Although the "calculation" in this case is trivial, we will see that the whole method of scripting the job submissions and defining the dependencies correctly for the final job is a bit tricky.

  1. Create a batch script mainJobScript.sh that does nothing more than sleep for 10 seconds before printing out the value of its input argument. (If needed, supply your preferred account number.)
  2. Create another batch script reportScript.sh that processes a series of files whose names incorporate a set of strings (i.e., job IDs) that are passed in as a colon-delimited list. As the script processes these files, it should print out only the lines that include the phrase "parameter value".

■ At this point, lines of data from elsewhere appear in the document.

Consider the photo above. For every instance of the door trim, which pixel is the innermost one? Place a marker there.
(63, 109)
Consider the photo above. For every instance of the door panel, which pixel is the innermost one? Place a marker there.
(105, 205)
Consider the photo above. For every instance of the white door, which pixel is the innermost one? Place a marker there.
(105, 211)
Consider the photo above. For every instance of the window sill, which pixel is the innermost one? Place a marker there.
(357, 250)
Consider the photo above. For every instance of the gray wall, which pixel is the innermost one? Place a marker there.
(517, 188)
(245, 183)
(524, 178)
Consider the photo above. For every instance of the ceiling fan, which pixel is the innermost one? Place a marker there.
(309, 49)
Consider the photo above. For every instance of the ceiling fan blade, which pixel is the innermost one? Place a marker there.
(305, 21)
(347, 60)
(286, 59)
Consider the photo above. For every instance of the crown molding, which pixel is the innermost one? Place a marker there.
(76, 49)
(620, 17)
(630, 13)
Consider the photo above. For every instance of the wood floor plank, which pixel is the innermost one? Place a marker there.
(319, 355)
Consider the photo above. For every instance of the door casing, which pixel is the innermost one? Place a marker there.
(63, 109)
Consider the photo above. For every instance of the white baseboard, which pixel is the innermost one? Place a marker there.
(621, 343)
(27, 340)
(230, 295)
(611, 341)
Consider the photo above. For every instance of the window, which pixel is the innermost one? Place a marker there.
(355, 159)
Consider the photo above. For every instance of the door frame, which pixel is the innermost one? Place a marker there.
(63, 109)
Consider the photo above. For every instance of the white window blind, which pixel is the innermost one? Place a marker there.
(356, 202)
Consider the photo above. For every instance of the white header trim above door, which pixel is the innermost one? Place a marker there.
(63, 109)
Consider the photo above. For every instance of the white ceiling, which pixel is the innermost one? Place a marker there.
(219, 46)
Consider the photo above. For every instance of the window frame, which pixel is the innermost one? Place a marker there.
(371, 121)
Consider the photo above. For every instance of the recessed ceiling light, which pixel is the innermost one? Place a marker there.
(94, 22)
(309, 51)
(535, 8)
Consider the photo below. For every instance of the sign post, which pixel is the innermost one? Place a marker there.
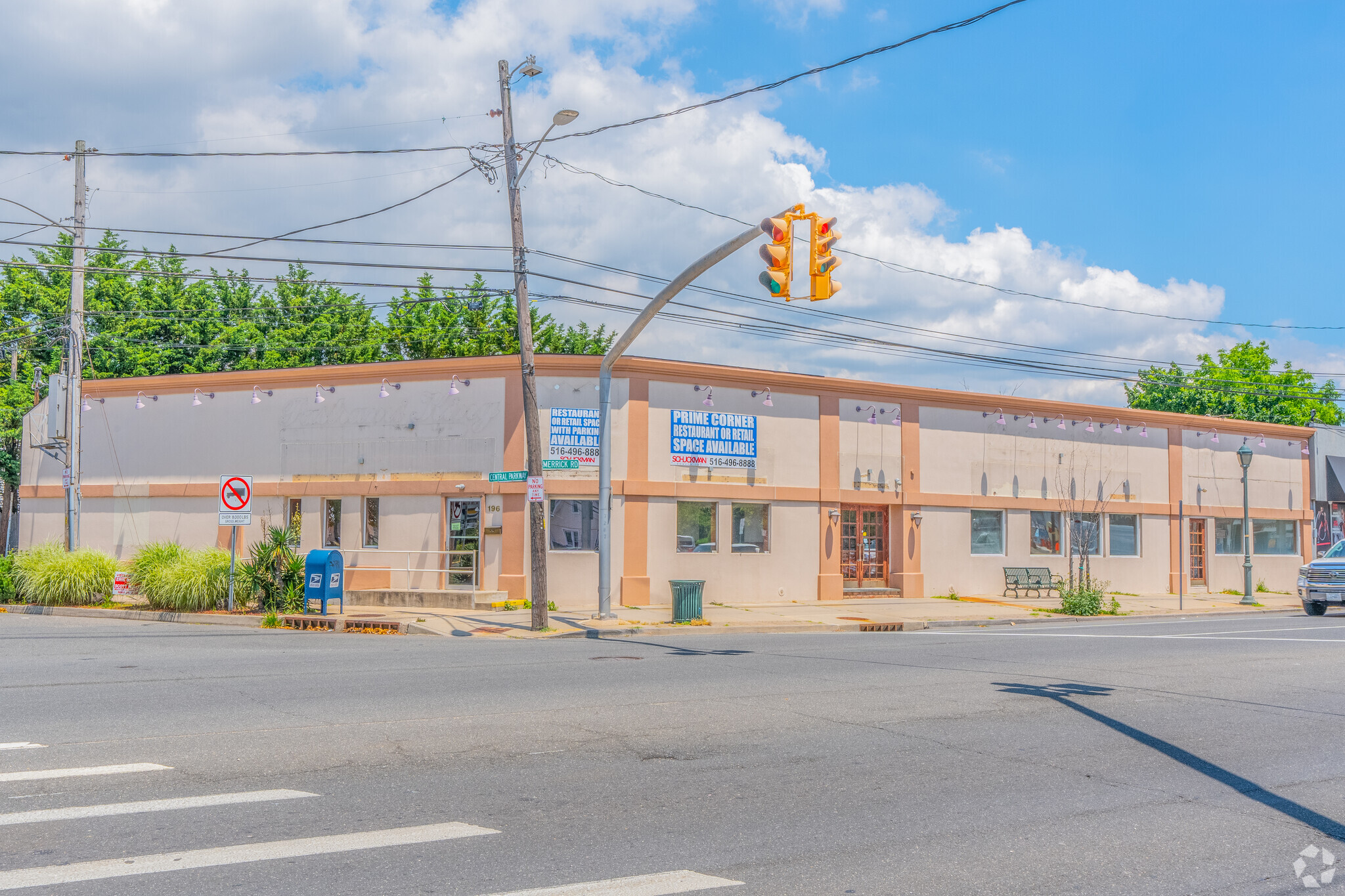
(234, 511)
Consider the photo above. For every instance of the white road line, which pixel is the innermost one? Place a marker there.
(673, 882)
(1152, 637)
(54, 875)
(79, 773)
(148, 805)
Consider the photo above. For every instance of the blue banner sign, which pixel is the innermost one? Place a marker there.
(575, 436)
(705, 438)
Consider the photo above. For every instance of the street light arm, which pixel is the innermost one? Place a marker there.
(604, 416)
(666, 295)
(518, 178)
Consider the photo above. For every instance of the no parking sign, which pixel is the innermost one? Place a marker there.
(234, 500)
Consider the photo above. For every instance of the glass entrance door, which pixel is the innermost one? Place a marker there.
(1197, 553)
(864, 545)
(464, 543)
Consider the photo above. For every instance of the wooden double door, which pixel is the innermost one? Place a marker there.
(864, 545)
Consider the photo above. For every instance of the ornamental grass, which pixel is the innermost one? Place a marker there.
(49, 574)
(188, 582)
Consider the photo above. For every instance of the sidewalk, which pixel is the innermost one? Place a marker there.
(854, 614)
(831, 616)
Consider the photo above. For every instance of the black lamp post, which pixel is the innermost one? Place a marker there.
(1245, 457)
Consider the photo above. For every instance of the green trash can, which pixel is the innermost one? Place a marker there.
(686, 598)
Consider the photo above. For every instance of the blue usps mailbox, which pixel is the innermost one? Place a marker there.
(324, 576)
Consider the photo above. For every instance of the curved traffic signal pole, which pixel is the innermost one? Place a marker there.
(604, 458)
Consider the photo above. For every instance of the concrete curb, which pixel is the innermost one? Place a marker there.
(143, 616)
(1060, 617)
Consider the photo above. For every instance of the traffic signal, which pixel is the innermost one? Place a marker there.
(824, 263)
(778, 255)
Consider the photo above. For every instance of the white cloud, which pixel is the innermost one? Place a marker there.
(148, 73)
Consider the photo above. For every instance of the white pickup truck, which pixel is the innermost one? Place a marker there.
(1323, 582)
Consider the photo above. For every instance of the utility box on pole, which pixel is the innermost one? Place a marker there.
(58, 400)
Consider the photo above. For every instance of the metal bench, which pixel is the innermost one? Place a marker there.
(1016, 581)
(1043, 580)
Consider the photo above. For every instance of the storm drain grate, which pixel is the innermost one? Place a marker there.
(376, 626)
(317, 624)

  3. Now set up a series of jobs based on the first script, together with a dependent "postprocessing" job based on the second, using a submission script: series_dependency.sh. This script needs to pass the right input arguments to the series of jobs. It must also collect the job IDs from sbatch as it goes along, so it can prepare a properly formatted argument for the dependent job.
    This script has a few noteworthy aspects:
    • We use the recipe explained earlier to determine the job ID when submitting mainJobScript.sh.

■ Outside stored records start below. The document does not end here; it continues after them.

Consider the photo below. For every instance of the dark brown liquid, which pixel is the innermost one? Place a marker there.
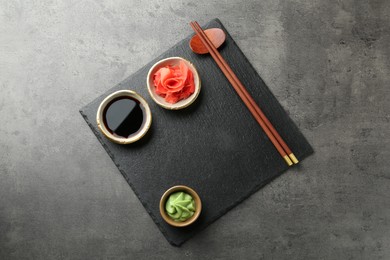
(124, 117)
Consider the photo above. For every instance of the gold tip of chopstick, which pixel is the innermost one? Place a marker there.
(293, 158)
(287, 159)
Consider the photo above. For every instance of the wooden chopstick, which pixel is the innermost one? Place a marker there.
(271, 132)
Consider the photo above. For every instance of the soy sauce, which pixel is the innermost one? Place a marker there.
(124, 117)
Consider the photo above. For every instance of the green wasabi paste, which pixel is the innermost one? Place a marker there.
(180, 206)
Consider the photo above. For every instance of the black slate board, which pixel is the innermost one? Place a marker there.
(214, 146)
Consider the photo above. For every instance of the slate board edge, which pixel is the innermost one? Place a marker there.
(228, 208)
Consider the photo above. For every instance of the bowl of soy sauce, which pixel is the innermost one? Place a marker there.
(124, 117)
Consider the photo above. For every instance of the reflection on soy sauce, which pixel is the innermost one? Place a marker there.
(124, 117)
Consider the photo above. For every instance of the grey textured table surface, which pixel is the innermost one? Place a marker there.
(327, 62)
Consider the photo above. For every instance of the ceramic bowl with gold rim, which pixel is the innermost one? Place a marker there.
(124, 117)
(171, 86)
(177, 208)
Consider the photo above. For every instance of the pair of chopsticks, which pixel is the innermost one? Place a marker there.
(268, 128)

    • We build up a dependency string in the for loop by adding the job ID of each job in the series upon submission, then submitting the final, dependent job based on the full string of job IDs.
    • We pass this same dependency string to the second batch script as well, so it can be parsed for finding the output files.
  4. Run the submission script by source-ing it in the current shell:
    login3.stampede2(1021)$ source series_dependency.sh
    Running sbatch mainJobScript.sh 0
    Running sbatch mainJobScript.sh 1
    Running sbatch mainJobScript.sh 2
    Running sbatch mainJobScript.sh 3
    Running sbatch --dependency=afterok:8095643:8095644:8095645:8095646 reportScript.sh 8095643:8095644:8095645:8095646
    
    -----------------------------------------------------------------
              Welcome to the Stampede2 Supercomputer                 
    -----------------------------------------------------------------
    
    No reservation for this job
    --> Verifying valid submit host (login3)...OK
    --> Verifying valid jobname...OK
    --> Enforcing max jobs per user...OK
    --> Verifying availability of your home dir (/home1/00933/tg459572)...OK
    --> Verifying availability of your work2 dir (/work2/00933/tg459572/stampede2)...OK
    --> Verifying availability of your scratch dir (/scratch/00933/tg459572)...OK
    --> Verifying valid ssh keys...OK
    --> Verifying access to desired queue (normal)...OK
    --> Verifying job request is within current queue limits...OK
    --> Checking available allocation (TG-CDA170005)...OK
    --> Verifying that quota for filesystem /home1/00933/tg459572 is at  3.45% allocated...OK
    --> Verifying that quota for filesystem /work2/00933/tg459572/stampede2 is at  0.00% allocated...OK
    Submitted batch job 8095647
  5. Now take a look at the jobs in the queue. All the jobs in the series should be visible, as well as the dependent job. As you can see, the final dependent job is blocked from execution ("PD" = pending) with a reason of "(Dependency)".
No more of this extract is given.